Jakarta, Suarabersama.com – Prancis kembali diguncang aksi mogok kerja dan sekolah secara serentak pada Kamis (18/9). Ribuan masinis, apoteker, tenaga kesehatan, guru, hingga siswa memutuskan berhenti beraktivitas untuk memprotes rencana pemangkasan anggaran yang digagas eks Perdana Menteri Francois Bayrou.
“Blokir sekolah kalian atas kebijakan efisiensi!” bunyi salah satu spanduk yang dibentangkan siswa di depan SMA Lycee Maurice Ravel, Paris. Seruan itu menjadi simbol perlawanan publik terhadap kebijakan penghematan yang dianggap menekan rakyat kecil.
Pada Juli lalu, Bayrou mengumumkan rencana pemangkasan anggaran sebesar 44 miliar euro (sekitar Rp859 triliun). Kebijakan itu mencakup pembekuan dana pensiun mulai 2026, pemotongan besar-besaran anggaran kesehatan, hingga penghapusan dua hari libur nasional. Usulan tersebut memicu gelombang protes besar bertajuk Block Everything pada 10 September lalu, yang diikuti sekitar 175.000 orang.
Gelombang perlawanan semakin membesar. Kementerian Dalam Negeri Prancis memperkirakan aksi 18 September ini melibatkan sekitar 800.000 orang di berbagai kota. Untuk mengantisipasi kericuhan, pemerintah mengerahkan 80.000 aparat kepolisian. Dampaknya dirasakan langsung di transportasi kereta api, penerbangan, sekolah, hingga layanan publik.
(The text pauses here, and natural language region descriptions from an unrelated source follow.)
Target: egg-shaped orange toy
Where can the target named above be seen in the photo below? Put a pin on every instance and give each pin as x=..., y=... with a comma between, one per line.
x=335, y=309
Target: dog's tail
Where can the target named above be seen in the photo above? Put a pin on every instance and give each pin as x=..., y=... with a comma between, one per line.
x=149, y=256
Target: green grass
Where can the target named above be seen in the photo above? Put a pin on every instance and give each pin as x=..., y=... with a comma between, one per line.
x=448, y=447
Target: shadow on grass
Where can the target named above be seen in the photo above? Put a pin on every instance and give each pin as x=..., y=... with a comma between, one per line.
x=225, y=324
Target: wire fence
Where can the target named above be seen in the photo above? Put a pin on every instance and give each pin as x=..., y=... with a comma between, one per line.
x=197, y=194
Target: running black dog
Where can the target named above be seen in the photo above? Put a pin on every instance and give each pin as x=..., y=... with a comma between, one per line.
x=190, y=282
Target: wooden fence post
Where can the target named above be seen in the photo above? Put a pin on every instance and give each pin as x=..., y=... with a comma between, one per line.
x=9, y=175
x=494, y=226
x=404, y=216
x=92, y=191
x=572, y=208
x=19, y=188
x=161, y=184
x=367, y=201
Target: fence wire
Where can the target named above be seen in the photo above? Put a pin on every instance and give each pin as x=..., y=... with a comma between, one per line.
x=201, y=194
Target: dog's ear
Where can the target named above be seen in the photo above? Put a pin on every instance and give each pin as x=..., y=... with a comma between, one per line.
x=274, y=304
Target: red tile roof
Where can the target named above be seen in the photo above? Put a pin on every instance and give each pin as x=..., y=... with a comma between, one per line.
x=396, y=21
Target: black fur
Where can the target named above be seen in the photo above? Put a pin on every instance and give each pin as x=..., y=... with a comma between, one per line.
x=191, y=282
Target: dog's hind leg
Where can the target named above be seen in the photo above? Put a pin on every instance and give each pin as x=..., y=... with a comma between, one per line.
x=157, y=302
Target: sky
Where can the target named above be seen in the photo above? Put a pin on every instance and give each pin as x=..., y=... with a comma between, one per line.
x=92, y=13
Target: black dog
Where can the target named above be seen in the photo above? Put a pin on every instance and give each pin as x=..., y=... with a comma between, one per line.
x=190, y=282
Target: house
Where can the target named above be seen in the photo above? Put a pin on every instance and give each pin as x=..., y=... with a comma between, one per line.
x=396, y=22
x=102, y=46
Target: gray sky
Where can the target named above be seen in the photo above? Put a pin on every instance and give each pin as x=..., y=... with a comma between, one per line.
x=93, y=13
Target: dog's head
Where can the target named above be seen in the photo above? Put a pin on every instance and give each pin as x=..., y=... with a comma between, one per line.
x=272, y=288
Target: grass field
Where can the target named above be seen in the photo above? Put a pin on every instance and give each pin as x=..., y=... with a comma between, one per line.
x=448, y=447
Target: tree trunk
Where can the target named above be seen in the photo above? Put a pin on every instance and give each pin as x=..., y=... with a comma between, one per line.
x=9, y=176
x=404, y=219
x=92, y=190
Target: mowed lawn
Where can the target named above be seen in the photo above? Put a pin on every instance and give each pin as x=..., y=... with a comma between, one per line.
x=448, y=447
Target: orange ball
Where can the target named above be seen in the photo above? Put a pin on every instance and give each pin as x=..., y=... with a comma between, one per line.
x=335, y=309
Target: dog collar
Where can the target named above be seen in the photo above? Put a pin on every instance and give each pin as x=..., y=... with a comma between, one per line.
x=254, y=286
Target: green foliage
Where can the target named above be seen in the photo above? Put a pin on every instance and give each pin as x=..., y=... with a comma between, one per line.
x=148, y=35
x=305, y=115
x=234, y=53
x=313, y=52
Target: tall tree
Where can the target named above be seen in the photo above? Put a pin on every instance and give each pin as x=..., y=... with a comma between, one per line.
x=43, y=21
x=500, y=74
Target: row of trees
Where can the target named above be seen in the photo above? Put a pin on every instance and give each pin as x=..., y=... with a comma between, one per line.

Aksi ini berlangsung di tengah pergantian kepemimpinan. Presiden Emmanuel Macron telah menunjuk mantan Menteri Pertahanan Sebastien Lecornu sebagai perdana menteri baru setelah Bayrou digulingkan melalui mosi tidak percaya pada 8 September. Namun, perubahan itu tidak meredakan amarah rakyat.
“Setiap kali hanya ganti orang, tapi kebijakan tetap sama. Kami ingin jawaban nyata, bukan sekadar pergantian figur,” kata Ketua Serikat CGT, Sophie Binet. Ia menegaskan aksi protes akan terus berlanjut jika tuntutan rakyat tidak direspons pemerintah.